What drove this? The actual state of the labour market, both unemployment and underemployment, were, as expected, important. And unsurprisingly “workers in casual roles report lower job security than those in non-casual roles”.
But the report found only “part of the fall in job security during the post-mining boom period can be explained by the weaker labour market”.
Other factors were also important: “trade exposure and automation have the expected significant negative relationship with perceived job security,” whereas factors “associated with higher job security include: working full time, having a permanent position, having longer tenure, being female, being older, having less formal education and living outside a capital city”.

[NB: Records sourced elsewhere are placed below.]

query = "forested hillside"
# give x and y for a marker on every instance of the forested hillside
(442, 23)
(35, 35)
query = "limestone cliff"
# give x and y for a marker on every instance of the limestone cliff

But there was also an x-factor: “Aggregate conditions not captured in our model appear to be the key driver of job security concerns. The recent decline in perceived job security has been broad based across industries, occupations, job structure and personal characteristics. As such, we cannot pinpoint any one factor that has led to the decline in perceptions of job security.”
The RBA authors argued job insecurity is a key reason for wage stagnation — workers who were more uncertain about their capacity to retain a job were less likely to seek higher pay rises.
And the link between job insecurity and lower consumer spending and higher savings rates is — apart from being common sense — established both here and overseas.
Australian retailers have been lamenting for years that Australians have been reluctant to spend, and lower household expenditure has crimped economic growth; the RBA devoted an entire section of its February Statement of Monetary Policy to weak household consumption in recent years.
What if the government took the ACTU’s arguments about casualisation seriously and undertook to enable the easier transition of casual workers, if they wanted, to full-time employment?
As the RBA study indicates, employment conditions are only part of why workers feel job insecurity.
But a lowering of the overall level of casuals in the workforce, coupled with strong employment growth (which will require more fiscal intervention) could improve perceptions of job security back to levels of 2012.
If the RBA is right, this will feed into higher wages growth, and will also lift household spending — with corresponding benefits for all Australian businesses and especially retailers.
A win for workers, a win for business and a political win for a government trying to pitch itself as above the ideological fray, even if its real agenda is to deliver for its business donors.
If Morrison is half as smart as some in the press gallery seem to think he is.